Bill lo observó en silencio, con el bastón apoyado sobre la rodilla.
—Jimmy… ¿sabés algo de Nil y Martí?

El muchacho bajó la mirada.
—Solo escuché que sus hijos desaparecieron. Uno de los niños fue encontrado, pero los demás... todavía no aparecen.

Bill se incorporó lentamente, con un brillo extraño en los ojos.
—Con razón no han vuelto. —Suspiró—. Tal vez pueda ayudar. Iré al pueblo a hablar con el pequeño.

Tomó su bastón, se cubrió con su viejo abrigo y partió hacia la casa de los Antesana.

Sara le abrió la puerta. Boomer, el perro, ladraba con furia, erizando el lomo.
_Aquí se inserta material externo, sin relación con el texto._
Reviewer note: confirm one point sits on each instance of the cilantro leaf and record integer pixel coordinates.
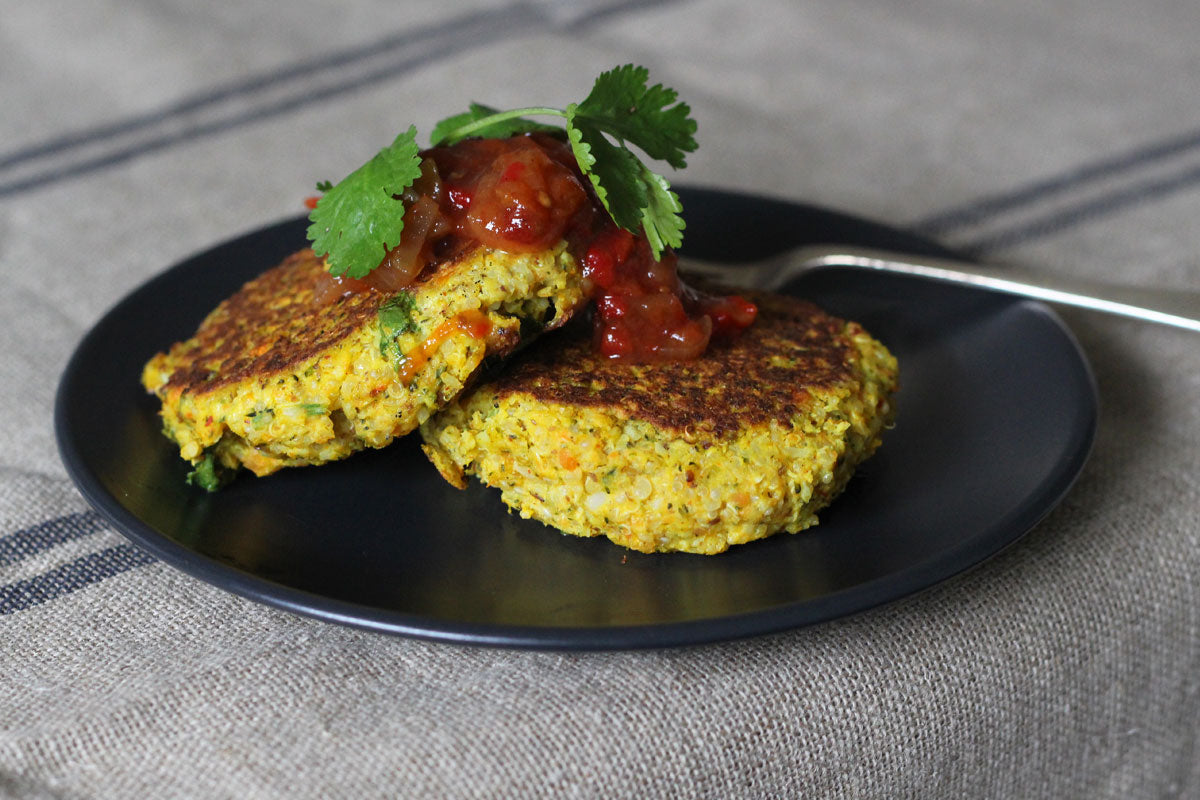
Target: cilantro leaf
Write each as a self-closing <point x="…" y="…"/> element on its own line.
<point x="358" y="220"/>
<point x="660" y="217"/>
<point x="498" y="126"/>
<point x="363" y="215"/>
<point x="615" y="173"/>
<point x="621" y="104"/>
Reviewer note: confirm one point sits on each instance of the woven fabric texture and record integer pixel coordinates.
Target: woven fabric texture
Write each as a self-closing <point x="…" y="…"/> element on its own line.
<point x="1056" y="134"/>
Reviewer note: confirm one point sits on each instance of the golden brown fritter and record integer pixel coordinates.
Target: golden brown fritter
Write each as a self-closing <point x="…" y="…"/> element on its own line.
<point x="750" y="439"/>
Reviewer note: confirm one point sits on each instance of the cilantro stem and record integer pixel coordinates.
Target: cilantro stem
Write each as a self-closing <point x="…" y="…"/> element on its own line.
<point x="483" y="122"/>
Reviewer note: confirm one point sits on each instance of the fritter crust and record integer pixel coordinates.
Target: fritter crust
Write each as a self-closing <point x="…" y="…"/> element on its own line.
<point x="279" y="376"/>
<point x="750" y="439"/>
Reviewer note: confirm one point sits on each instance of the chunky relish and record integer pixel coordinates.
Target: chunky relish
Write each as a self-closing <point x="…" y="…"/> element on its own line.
<point x="526" y="194"/>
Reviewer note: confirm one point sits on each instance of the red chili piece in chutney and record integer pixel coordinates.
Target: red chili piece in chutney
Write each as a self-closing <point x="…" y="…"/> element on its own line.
<point x="645" y="312"/>
<point x="525" y="194"/>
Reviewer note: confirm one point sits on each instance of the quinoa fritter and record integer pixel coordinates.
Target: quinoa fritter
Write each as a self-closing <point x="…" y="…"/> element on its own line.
<point x="753" y="438"/>
<point x="279" y="376"/>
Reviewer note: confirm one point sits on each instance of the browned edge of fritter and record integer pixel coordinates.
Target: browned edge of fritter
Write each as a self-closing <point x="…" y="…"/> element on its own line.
<point x="276" y="322"/>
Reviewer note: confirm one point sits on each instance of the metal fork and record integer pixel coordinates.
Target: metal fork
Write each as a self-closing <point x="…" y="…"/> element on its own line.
<point x="1177" y="307"/>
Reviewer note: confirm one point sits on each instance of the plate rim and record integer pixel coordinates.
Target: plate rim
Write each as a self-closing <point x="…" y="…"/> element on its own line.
<point x="943" y="565"/>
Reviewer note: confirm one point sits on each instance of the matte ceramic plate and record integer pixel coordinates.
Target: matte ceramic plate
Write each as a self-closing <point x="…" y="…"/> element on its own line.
<point x="996" y="416"/>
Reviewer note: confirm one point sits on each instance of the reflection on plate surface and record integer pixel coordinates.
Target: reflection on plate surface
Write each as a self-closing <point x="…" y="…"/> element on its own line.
<point x="996" y="416"/>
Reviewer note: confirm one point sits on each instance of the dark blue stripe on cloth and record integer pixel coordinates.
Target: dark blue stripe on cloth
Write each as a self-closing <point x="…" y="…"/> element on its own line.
<point x="45" y="535"/>
<point x="71" y="577"/>
<point x="301" y="84"/>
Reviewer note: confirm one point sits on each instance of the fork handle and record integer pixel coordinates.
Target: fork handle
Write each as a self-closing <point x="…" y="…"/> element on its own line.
<point x="1177" y="307"/>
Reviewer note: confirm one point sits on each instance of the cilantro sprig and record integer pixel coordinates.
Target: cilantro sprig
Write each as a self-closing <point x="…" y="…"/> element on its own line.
<point x="363" y="215"/>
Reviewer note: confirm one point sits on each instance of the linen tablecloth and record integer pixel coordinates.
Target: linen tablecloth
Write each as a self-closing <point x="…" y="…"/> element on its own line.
<point x="1062" y="136"/>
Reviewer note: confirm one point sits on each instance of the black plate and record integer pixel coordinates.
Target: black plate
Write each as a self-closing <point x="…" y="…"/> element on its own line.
<point x="996" y="416"/>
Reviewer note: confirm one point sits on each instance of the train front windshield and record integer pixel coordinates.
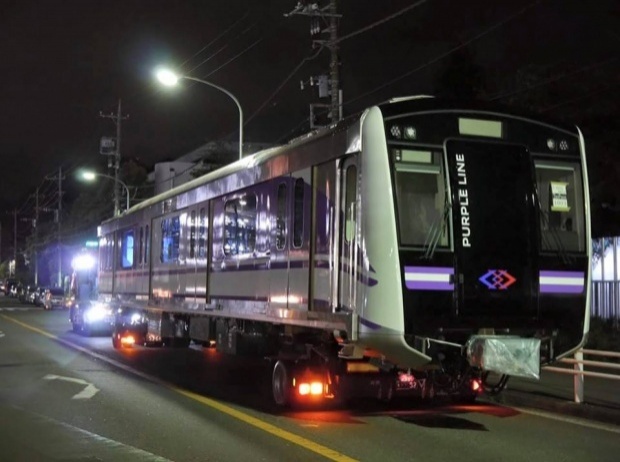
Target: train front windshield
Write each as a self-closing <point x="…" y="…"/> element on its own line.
<point x="421" y="197"/>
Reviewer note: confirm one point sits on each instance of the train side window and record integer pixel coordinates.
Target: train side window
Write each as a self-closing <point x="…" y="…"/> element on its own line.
<point x="170" y="239"/>
<point x="240" y="225"/>
<point x="281" y="217"/>
<point x="298" y="213"/>
<point x="192" y="234"/>
<point x="349" y="203"/>
<point x="127" y="249"/>
<point x="202" y="234"/>
<point x="560" y="197"/>
<point x="141" y="246"/>
<point x="147" y="244"/>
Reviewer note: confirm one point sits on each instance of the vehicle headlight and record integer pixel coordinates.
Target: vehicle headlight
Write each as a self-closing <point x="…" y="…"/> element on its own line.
<point x="136" y="318"/>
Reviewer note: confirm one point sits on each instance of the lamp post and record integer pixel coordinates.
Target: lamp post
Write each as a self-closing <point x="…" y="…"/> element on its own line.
<point x="90" y="176"/>
<point x="170" y="79"/>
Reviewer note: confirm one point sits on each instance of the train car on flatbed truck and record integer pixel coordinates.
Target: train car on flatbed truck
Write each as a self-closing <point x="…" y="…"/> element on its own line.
<point x="412" y="248"/>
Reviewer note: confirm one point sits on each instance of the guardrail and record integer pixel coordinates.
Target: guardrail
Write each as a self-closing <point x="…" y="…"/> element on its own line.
<point x="578" y="368"/>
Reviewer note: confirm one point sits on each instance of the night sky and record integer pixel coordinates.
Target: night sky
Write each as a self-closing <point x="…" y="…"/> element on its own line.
<point x="64" y="61"/>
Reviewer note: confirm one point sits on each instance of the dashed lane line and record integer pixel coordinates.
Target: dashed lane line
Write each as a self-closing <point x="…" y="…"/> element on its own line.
<point x="305" y="443"/>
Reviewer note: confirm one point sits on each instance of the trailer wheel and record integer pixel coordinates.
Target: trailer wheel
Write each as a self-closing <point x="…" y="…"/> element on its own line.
<point x="280" y="384"/>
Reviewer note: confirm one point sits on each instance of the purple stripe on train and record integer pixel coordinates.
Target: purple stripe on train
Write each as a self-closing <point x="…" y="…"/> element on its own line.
<point x="429" y="278"/>
<point x="562" y="282"/>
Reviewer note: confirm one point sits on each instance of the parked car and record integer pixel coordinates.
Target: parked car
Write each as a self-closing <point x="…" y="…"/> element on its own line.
<point x="24" y="294"/>
<point x="54" y="298"/>
<point x="8" y="284"/>
<point x="39" y="296"/>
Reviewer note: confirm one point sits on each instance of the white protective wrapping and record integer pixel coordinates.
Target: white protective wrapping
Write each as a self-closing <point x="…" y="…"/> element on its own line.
<point x="518" y="357"/>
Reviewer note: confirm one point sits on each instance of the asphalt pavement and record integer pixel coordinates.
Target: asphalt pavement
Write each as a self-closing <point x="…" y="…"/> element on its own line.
<point x="554" y="392"/>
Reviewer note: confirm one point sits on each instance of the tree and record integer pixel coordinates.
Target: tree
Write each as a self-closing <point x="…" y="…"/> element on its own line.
<point x="461" y="77"/>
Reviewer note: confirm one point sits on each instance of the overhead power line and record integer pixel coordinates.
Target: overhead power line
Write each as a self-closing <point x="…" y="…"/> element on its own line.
<point x="449" y="52"/>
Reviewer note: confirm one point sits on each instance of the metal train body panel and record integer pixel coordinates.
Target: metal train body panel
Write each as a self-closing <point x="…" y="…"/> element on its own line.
<point x="380" y="228"/>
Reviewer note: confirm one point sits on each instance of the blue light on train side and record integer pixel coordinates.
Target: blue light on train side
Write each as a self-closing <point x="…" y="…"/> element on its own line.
<point x="396" y="131"/>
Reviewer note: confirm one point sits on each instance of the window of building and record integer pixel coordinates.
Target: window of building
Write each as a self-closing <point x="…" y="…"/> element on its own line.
<point x="240" y="225"/>
<point x="170" y="239"/>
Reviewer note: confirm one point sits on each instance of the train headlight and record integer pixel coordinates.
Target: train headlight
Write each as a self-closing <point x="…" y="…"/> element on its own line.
<point x="410" y="133"/>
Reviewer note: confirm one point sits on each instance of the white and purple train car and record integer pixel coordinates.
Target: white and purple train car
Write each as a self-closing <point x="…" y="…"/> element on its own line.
<point x="412" y="247"/>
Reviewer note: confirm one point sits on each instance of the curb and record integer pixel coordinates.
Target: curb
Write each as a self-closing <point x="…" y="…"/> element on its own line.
<point x="553" y="404"/>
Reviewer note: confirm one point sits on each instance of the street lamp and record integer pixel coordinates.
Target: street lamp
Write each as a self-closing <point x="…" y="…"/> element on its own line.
<point x="90" y="176"/>
<point x="170" y="79"/>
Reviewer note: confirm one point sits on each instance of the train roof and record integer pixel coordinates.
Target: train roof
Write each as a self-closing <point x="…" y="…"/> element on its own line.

—¡Boomer! ¡Tranquilo! —dijo Sara, intentando calmarlo, aunque el animal no dejaba de gruñir, con los dientes al descubierto.

—Disculpe el alboroto —dijo Bill, forzando una sonrisa—. Vengo a ver cómo está Gael. Quisiera hablar un rato con él, si no es molestia.

Sara, algo nerviosa, asintió.
—Claro, señor Bill. Pase. Él estará encantado de verlo.

El viejo subió las escaleras y dio unos suaves golpecitos en la puerta. Gael lo recibió con una sonrisa tenue.

—¡Señor Bill! —exclamó con alegría.

—Hola, pequeño —dijo el anciano, sentándose junto a la cama—. ¿Cómo te sentís?

—Triste... mi hermano todavía no aparece.

Bill bajó la mirada.
—Entiendo, hijo. Pero quiero contarte algo... una historia que tal vez te ayude a comprender qué está pasando.

Gael se incorporó un poco, intrigado. Le fascinaban las historias del viejo.

Bill lo miró fijamente.
—Quiero que sepas que yo sé muy bien quién es Skoll.

El niño abrió los ojos con asombro.
—¿Lo conocés?

—Sí... demasiado bien.

Bill inspiró profundamente, como si cada palabra pesara años.
—Cuando era joven, solía acompañar a mi padre al bosque. En una de esas noches, bajo la luna llena, fuimos junto a un amigo mío, casi un hermano. Nos internamos más de lo debido, hasta que escuché un sonido extraño, como un gruñido mezclado con viento. Me detuve a mirar... y fue entonces cuando lo vi.

Su voz tembló.
—Vi a un hombre transformarse en lobo. Vi cómo su piel se desgarraba, cómo su rostro se alargaba, y sus ojos... sus ojos eran los mismos que los de Skoll.

Gael lo miraba sin parpadear.
—¿Y tu amigo? ¿Qué pasó con él?

El rostro de Bill se endureció.
—Está muerto —respondió con voz ronca.

El silencio cayó pesado en la habitación. El anciano se levantó y se acercó a la ventana. Su mano temblaba.
—Esa noche lo perdí todo. Mi padre, mi amigo… y mi alma. Desde entonces, el bosque no me ha dejado en paz.

Gael no supo qué decir. Sentía miedo, pero también compasión por aquel hombre que, de pronto, parecía tan frágil.

—¿Y Skoll? —susurró el niño.

Bill giró lentamente.
—Skoll no es un mito, Gael. Es la consecuencia de algo que mi familia hizo hace mucho. Y ahora… ha vuelto por lo que le pertenece.